EXCLUSIVO PARA ASSINANTES
Foto do(a) coluna

Jornalista, escritor e palestrante. Escreve às quintas

Opinião|O iPad mais caro do mundo é sinal de que precisamos de um pouco mais de liberalismo

O resultado prático da política de fazer com que produtos digitais sejam caros é só aumentar a desigualdade

PUBLICIDADE

Por
Atualização:
Brasil tem o iPad mais caro do mundo: produto custa R$ 30 mil Foto: Apple

Há duas semanas, a Apple anunciou sua nova linha de iPad — e o modelo mais caro, aquele com a melhor configuração, não é barato nem para padrões americanos:US$ 2,4 mil. Mas é mesmo um aparelho diferente, este iPad Pro. Ele é mais poderoso até do que alguns dos computadores da Apple. Se o preço fosse convertido direto para real, daria no Brasil R$ 13 mil, um quê a mais, um tanto a menos, dependendo do câmbio. Mas há os impostos. Aqui a Apple vai pedir R$ 30 mil pelo aparelho. É o iPad mais caro do mundo, de acordo com o site japonês Nukeni, especializado neste tipo de comparação.

PUBLICIDADE

Ainda segundo o Nukeni: as câmeras fotográficas Nikon e Canon, no Brasil, são as mais caras do mundo. Fones de ouvido Bose? Também recorde nosso — o modelo intra-auricular QuietConfort, por exemplo, sai aqui por R$ 2,8 mil e, na Austrália, por R$ 1,3 mil. O Oculus Quest 2, um dos melhores de realidade virtual que há, custam R$ 5,2 mil por aqui e R$ 2,1 mil nos EUA ou na China. As comparações são sempre com preços sugeridos pelas fabricantes em cada mercado.

Isto quer dizer algo muito simples. A política de cobrança de impostos de importação brasileira é uma jabuticaba. É coisa nossa, não dos vizinhos, de ninguém. Governos de esquerda e de direita tomaram, coletivamente, a decisão de que produtos digitais serão muitos caros no Brasil. O que ninguém pergunta é: isso faz algum sentido?

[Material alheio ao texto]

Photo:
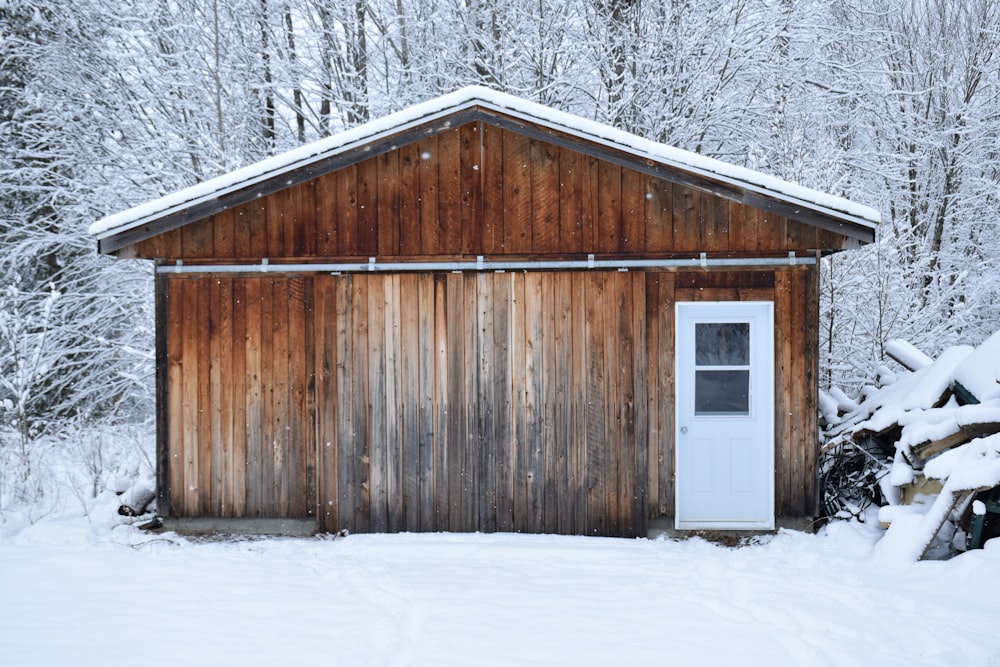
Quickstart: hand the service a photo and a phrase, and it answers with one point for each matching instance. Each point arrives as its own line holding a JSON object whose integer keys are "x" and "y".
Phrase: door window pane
{"x": 722, "y": 344}
{"x": 722, "y": 392}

Um dos argumentos que vêm da esquerda é de que anos de política econômica liberal tornaram o Brasil mais desigual. O Brasil ficou mais desigual, sim, mas o que cada um chama de liberal é, ora, liberdade poética. Ou de marketing. Um dos pais do Bolsa Família petista, Ricardo Paes de Barros, é membro do Livres, o principal grupo liberal brasileiro. John Maynard Keynes morreu economista-chefe do Partido Liberal britânico, é tratado como liberal pelo principal colunista do Financial Times, Martin Wolf, assim como pelos editores da revista The Economist. Pode-se argumentar, claro, que os ingleses não sabem o que quer dizer ser “liberal”. Aliás, no Brasil, há muitos na esquerda e na direita que acreditam mesmo nisso. Que, no país de John Locke, não sabem.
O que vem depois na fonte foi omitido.